New Threat To Zim Agriculture
Pollinator depletion alarms experts .
Stephen Tsoroti
AGRICULTURAL experts and ecologists have warned that Zimbabwe’s food security situation is facing further threat from the shrinking number of pollinators.
Pollinators transfer pollen from one plant to another in order to fertiliser them.
It’s a category comprising mainly birds and insects such as bees and beetles.
Over the past five decades, it has been observed that crop fields have almost tripled thereby overwhelming the dwindling number of pollinators.
Experts say the current numbers of the species is no longer sufficient to pollinate the available crop fields.
Zimbabwe is therefore on the verge of a pollination crisis in which crop yields may begin to diminish.
This will certainly compound the country’s woes.
It is estimated that Zimbabwe’s maize production dropped by as much as 40 percent in the 2014/15 cropping season with a likely cereal deficit of between one and 1,3 million metric tonnes.
Agronomist, Jonathan Rwodzi, said wild pollinators have gone down over the last 50 years due to the increasing use of pesticides and habitat loss thereby reducing the abundance and diversity of floral resources and nesting opportunities.

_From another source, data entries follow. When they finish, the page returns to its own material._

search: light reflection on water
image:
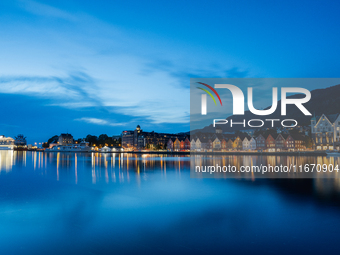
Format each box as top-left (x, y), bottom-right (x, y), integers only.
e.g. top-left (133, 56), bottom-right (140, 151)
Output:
top-left (0, 151), bottom-right (340, 254)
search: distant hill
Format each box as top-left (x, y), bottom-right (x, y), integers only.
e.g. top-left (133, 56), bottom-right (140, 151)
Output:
top-left (198, 84), bottom-right (340, 132)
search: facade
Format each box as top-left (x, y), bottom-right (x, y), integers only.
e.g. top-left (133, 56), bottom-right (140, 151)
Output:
top-left (285, 135), bottom-right (295, 151)
top-left (242, 137), bottom-right (250, 151)
top-left (275, 134), bottom-right (286, 151)
top-left (122, 125), bottom-right (186, 150)
top-left (0, 135), bottom-right (14, 150)
top-left (266, 135), bottom-right (276, 152)
top-left (255, 135), bottom-right (266, 150)
top-left (122, 131), bottom-right (134, 150)
top-left (249, 137), bottom-right (256, 151)
top-left (311, 114), bottom-right (340, 150)
top-left (190, 138), bottom-right (196, 151)
top-left (58, 134), bottom-right (73, 145)
top-left (233, 136), bottom-right (242, 150)
top-left (195, 138), bottom-right (202, 151)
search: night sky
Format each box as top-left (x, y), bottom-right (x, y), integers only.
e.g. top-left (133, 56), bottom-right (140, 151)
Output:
top-left (0, 0), bottom-right (340, 143)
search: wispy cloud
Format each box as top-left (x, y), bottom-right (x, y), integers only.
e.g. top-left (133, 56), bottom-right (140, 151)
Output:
top-left (75, 117), bottom-right (127, 127)
top-left (17, 0), bottom-right (76, 21)
top-left (0, 0), bottom-right (247, 127)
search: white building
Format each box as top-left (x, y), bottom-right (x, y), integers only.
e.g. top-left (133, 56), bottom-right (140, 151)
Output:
top-left (0, 135), bottom-right (14, 150)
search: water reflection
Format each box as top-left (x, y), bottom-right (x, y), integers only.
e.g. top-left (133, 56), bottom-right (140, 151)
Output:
top-left (0, 151), bottom-right (340, 195)
top-left (0, 151), bottom-right (340, 254)
top-left (191, 155), bottom-right (340, 180)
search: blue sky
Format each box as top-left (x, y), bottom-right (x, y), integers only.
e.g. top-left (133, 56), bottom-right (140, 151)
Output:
top-left (0, 0), bottom-right (340, 142)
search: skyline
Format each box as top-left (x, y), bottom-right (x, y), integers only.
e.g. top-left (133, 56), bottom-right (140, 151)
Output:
top-left (0, 1), bottom-right (339, 143)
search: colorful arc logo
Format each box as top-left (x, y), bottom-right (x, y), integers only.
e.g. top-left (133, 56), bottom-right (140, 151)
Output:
top-left (197, 82), bottom-right (222, 115)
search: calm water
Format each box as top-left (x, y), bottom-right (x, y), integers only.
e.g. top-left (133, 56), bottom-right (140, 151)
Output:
top-left (0, 151), bottom-right (340, 254)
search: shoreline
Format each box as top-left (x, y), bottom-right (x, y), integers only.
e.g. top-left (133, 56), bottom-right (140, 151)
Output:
top-left (27, 150), bottom-right (327, 156)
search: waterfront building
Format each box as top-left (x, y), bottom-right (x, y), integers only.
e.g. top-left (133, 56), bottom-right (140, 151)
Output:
top-left (14, 134), bottom-right (27, 150)
top-left (311, 114), bottom-right (340, 150)
top-left (255, 135), bottom-right (266, 150)
top-left (221, 138), bottom-right (227, 151)
top-left (122, 131), bottom-right (134, 150)
top-left (174, 138), bottom-right (181, 151)
top-left (249, 137), bottom-right (256, 151)
top-left (233, 136), bottom-right (242, 150)
top-left (122, 125), bottom-right (187, 150)
top-left (290, 134), bottom-right (306, 151)
top-left (195, 138), bottom-right (202, 151)
top-left (184, 137), bottom-right (191, 151)
top-left (166, 138), bottom-right (176, 151)
top-left (0, 135), bottom-right (15, 150)
top-left (190, 138), bottom-right (196, 151)
top-left (284, 135), bottom-right (295, 151)
top-left (58, 133), bottom-right (73, 145)
top-left (212, 133), bottom-right (223, 151)
top-left (266, 135), bottom-right (275, 152)
top-left (275, 134), bottom-right (286, 151)
top-left (242, 137), bottom-right (250, 151)
top-left (227, 138), bottom-right (235, 151)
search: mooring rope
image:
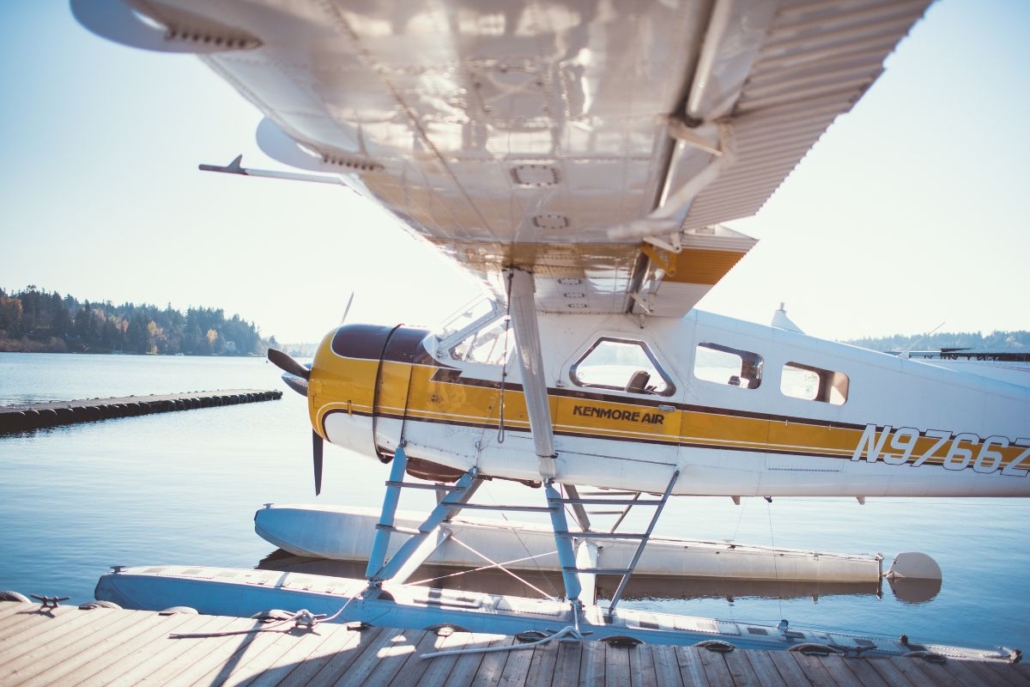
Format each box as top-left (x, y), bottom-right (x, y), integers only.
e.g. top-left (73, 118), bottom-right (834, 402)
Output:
top-left (168, 596), bottom-right (356, 640)
top-left (419, 608), bottom-right (586, 658)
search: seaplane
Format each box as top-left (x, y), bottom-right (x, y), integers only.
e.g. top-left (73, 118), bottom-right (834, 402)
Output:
top-left (71, 0), bottom-right (1030, 660)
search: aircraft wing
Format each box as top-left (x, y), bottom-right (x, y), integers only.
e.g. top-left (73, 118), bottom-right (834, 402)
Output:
top-left (78, 0), bottom-right (929, 316)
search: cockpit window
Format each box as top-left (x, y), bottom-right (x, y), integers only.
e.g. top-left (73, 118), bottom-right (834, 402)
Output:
top-left (450, 317), bottom-right (515, 365)
top-left (694, 341), bottom-right (764, 389)
top-left (569, 337), bottom-right (676, 396)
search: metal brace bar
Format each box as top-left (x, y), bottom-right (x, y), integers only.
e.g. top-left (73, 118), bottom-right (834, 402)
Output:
top-left (389, 525), bottom-right (451, 584)
top-left (608, 470), bottom-right (680, 613)
top-left (563, 484), bottom-right (590, 531)
top-left (368, 467), bottom-right (481, 586)
top-left (547, 499), bottom-right (662, 506)
top-left (444, 504), bottom-right (551, 513)
top-left (544, 480), bottom-right (583, 602)
top-left (365, 446), bottom-right (408, 582)
top-left (554, 531), bottom-right (651, 540)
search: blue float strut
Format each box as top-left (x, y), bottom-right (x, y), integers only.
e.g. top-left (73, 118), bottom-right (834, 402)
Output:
top-left (369, 468), bottom-right (480, 585)
top-left (544, 480), bottom-right (583, 602)
top-left (365, 446), bottom-right (408, 581)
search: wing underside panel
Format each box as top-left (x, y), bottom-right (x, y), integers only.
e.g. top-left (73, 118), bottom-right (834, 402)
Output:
top-left (108, 0), bottom-right (929, 316)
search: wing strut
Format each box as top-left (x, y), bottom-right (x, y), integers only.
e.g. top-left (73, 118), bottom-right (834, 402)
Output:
top-left (506, 269), bottom-right (557, 479)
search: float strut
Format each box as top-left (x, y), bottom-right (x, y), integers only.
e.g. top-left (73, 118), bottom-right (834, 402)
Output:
top-left (544, 480), bottom-right (583, 603)
top-left (365, 446), bottom-right (408, 582)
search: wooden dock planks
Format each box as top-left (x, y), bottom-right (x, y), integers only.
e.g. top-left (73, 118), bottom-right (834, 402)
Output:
top-left (0, 602), bottom-right (1030, 687)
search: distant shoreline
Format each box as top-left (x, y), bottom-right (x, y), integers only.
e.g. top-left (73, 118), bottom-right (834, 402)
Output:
top-left (0, 339), bottom-right (263, 357)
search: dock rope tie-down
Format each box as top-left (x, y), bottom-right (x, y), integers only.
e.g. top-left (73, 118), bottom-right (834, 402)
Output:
top-left (419, 608), bottom-right (592, 658)
top-left (168, 596), bottom-right (355, 640)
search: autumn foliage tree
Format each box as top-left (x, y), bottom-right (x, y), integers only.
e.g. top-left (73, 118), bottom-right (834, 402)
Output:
top-left (0, 285), bottom-right (268, 355)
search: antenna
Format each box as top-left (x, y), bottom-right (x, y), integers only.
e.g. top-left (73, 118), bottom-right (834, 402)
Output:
top-left (899, 320), bottom-right (947, 357)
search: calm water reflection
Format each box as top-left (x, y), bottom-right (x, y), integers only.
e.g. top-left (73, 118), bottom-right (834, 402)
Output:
top-left (0, 353), bottom-right (1030, 650)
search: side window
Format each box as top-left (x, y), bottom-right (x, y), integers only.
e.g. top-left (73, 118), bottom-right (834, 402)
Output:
top-left (694, 342), bottom-right (763, 388)
top-left (780, 363), bottom-right (850, 406)
top-left (569, 338), bottom-right (676, 396)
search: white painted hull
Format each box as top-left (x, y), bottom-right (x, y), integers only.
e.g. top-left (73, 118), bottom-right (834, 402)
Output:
top-left (254, 504), bottom-right (883, 583)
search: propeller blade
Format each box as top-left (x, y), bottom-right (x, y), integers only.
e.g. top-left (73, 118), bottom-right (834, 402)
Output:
top-left (282, 372), bottom-right (308, 397)
top-left (268, 348), bottom-right (311, 379)
top-left (340, 291), bottom-right (354, 327)
top-left (311, 430), bottom-right (322, 496)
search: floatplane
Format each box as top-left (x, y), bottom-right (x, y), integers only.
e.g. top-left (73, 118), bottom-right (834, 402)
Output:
top-left (71, 0), bottom-right (1030, 660)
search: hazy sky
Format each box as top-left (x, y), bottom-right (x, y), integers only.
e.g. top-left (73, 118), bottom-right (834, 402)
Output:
top-left (0, 0), bottom-right (1030, 342)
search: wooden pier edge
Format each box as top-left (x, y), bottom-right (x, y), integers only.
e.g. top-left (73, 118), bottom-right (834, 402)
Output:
top-left (0, 389), bottom-right (282, 436)
top-left (0, 602), bottom-right (1030, 687)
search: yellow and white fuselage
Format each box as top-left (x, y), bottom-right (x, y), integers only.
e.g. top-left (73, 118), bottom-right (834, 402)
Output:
top-left (308, 310), bottom-right (1030, 497)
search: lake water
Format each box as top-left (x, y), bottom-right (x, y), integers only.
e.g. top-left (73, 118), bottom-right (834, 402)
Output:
top-left (0, 353), bottom-right (1030, 650)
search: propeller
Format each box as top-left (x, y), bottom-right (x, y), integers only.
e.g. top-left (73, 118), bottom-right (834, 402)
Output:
top-left (311, 430), bottom-right (324, 496)
top-left (268, 348), bottom-right (311, 379)
top-left (268, 348), bottom-right (324, 496)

“The intensification of agriculture and increasing reliance on pesticides mostly neonicotinoids means that pollinators are chemically exposed to cocktails of agrochemicals,” he said.
A local study of crop systems by the University of Zimbabwe (UZ) showed that a healthy population of wild bees is key to the successful yields of crops ranging from pumpkins to grape fruit.
Maria Goss, lecturer at the UZ Department of Crop Science, who conducted the study, said: “This is uncharted territory. But the research found out that areas where crops like pumpkins were planted with pesticides, the yield was small as compared to areas where there were no pesticides.”
Pollinators provide a key ecosystem service vital to the maintenance of both wild and agricultural plant communities.
The 1999 convention on the Biological Diversity issued the Sao Paulo declaration on pollinators, recognising the critical role these species play in supporting and maintaining technical productivity, as well as the survival challenges they face due to anthropogenic change.
Today pollinators are considered to be in a state of decline with some species, such as the Franklin bumble bee having been red-listed because it is in danger of extinction.
Although managed bee hives are increasing worldwide, they are not sufficient to compensate for the loss of wild pollinators in many locations.
Honey bees are increasingly threatened by an onslaught of harmful influences such as excessive use of toxins and bee-killing crop chemicals; both of which have contributed to the massive bee die-off phenomenon known as Colony Collapse Disorder.
Modern agriculture techniques involving spraying crops with toxic chemicals are also killing the world’s soils, which in turn are killing off the bees that feed on the plants that grow in these soils.
It is a highly destructive cycle of death that could one day make it virtually impossible to grow enough food to sustain human life on earth.
The decline in the health and populations of pollinators pose serious threat to the integrity of biodiversity, global food webs and human health.
At least 80 percent of world crops require pollination to set seed.
An estimated one out of every three bites of food is made possible by the work of animal pollinators.
The quality of pollination service has declined over time and this has led to concerns that pollination will be less resistant to extinction in future.
“It is the pollinating bees’ activity that balances the ecosystem. Bees disappearing will lead not only to fatal rundown of many plant and animal species but also to the reduction of environmental resources. This will have negative impact on the biosphere, such as the air and water pollution; leading to the growth of infectious diseases,” says Pride Machingauta, secretary of Bee Keepers Association of Zimbabwe Trust.
The annual value of honey bee pollination of agricultural crops globally is estimated at 153 billion Euros, according to the International Bee Research Association.
The bees’ contribution to the pollination of forests and wild flora can only be greater.
The United Nations Food and Agriculture Organisation reports that for much of the past 10 years, bee keepers, primarily in the United States and Europe, have been reporting annual hive losses of 30 percent or higher.